At some point later in the same night he heard sounds from the Ramsjo Ironworks and moved in that direction. He reached the factory and went in. Nobody asked any questions since it was normal for vagabonds like him to walk in and enjoy the warmth of the furnace in a chilly night like this.
Just then the owner of the mill walked in. He addressed the peddler as Captain Nils Olof mistaking him for an old friend. The peddler didn’t contradict him. The miller invited him home and this the peddler refused since he feared getting himself exposed in better lighting. Later the owner’s daughter Elda came to get him and forced him to go with her. She had even brought a wrap for him since it was too chilly outside. The peddler went with her. That night both the father and the daughter were so nice to him and made him wear good clothes. But seeing him in those clothes they found they had made a mistake and he too confessed that he was only a peddler. The father thought of calling the sheriff to arrest him. The vagabond told him that he was innocent and if he was dragged into trouble that would entail another cycle of misery through which the miller would also get caught in the trap. His words made the owner change his mind but he asked the peddler to leave. Now the daughter intervened saying that they couldn’t ask him to leave since they had invited him.
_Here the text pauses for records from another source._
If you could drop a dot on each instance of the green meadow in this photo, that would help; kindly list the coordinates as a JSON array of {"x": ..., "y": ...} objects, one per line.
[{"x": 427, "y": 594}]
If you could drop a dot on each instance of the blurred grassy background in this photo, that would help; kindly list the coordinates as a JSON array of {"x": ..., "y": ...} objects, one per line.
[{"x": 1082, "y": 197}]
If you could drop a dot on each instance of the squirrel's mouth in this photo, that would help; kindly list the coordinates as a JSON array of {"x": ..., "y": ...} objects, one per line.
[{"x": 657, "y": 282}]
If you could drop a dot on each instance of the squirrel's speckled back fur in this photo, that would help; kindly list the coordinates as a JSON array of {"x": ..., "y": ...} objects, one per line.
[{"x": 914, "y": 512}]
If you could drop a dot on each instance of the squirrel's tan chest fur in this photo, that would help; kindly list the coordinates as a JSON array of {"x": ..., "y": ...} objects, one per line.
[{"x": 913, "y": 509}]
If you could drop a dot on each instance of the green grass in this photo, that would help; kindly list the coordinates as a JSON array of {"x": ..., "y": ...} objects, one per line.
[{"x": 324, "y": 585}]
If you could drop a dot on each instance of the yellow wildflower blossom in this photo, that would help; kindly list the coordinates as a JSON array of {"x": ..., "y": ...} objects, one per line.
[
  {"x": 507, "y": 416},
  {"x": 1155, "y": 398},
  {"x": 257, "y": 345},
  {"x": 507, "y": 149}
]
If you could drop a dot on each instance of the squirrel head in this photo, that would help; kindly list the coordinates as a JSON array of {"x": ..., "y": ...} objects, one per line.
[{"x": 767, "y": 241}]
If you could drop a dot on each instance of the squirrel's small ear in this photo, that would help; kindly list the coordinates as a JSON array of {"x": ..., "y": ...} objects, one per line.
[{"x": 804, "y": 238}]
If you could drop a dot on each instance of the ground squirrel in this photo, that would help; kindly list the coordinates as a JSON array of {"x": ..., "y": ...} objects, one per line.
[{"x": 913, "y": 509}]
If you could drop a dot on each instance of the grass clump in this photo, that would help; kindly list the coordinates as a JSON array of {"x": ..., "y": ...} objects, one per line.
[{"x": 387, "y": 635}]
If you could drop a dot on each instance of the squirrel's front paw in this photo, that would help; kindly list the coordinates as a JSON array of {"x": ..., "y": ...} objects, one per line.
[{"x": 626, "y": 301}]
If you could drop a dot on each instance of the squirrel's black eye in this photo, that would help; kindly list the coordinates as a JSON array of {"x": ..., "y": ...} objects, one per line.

Moreover, it is Christmas Eve and the man deserved a peaceful life at least once in a year. She served him a good supper. The next morning he slept on and was woken up only for lunch and dinner. He was even invited for the next Christmas.
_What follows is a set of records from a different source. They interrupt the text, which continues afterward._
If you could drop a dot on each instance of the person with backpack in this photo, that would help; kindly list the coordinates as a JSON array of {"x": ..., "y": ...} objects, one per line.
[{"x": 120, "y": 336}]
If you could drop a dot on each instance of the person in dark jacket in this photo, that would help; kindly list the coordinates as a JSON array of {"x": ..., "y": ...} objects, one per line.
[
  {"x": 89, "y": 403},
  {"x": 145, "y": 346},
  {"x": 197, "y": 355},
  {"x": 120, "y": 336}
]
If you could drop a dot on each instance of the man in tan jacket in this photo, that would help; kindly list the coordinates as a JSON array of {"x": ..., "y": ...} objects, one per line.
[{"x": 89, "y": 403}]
That night at church, Elda heard that one of the old crofters of the ironworks had been robbed by a man who went around selling rattraps. The iron master now feared that the man might have stolen all their silver spoons. When they returned home the peddler had already left. He had left a tiny rattrap for Elda. There was a note attached to it. It was his confession. There were thirty kronor in the rattrap and he asked Elda to have the privilege of returning it to the old man. He thanked her and her father for the being compassionate to him and thereby transforming him. His intelligence, knowledge and wisdom only took him close to hell (symbolized by the hot burning furnace and the thirty kronor hinting at Judas’s reward for betraying Christ). His transformation came from his real life experience when he was shown compassion by two strangers even when they found him a sinner.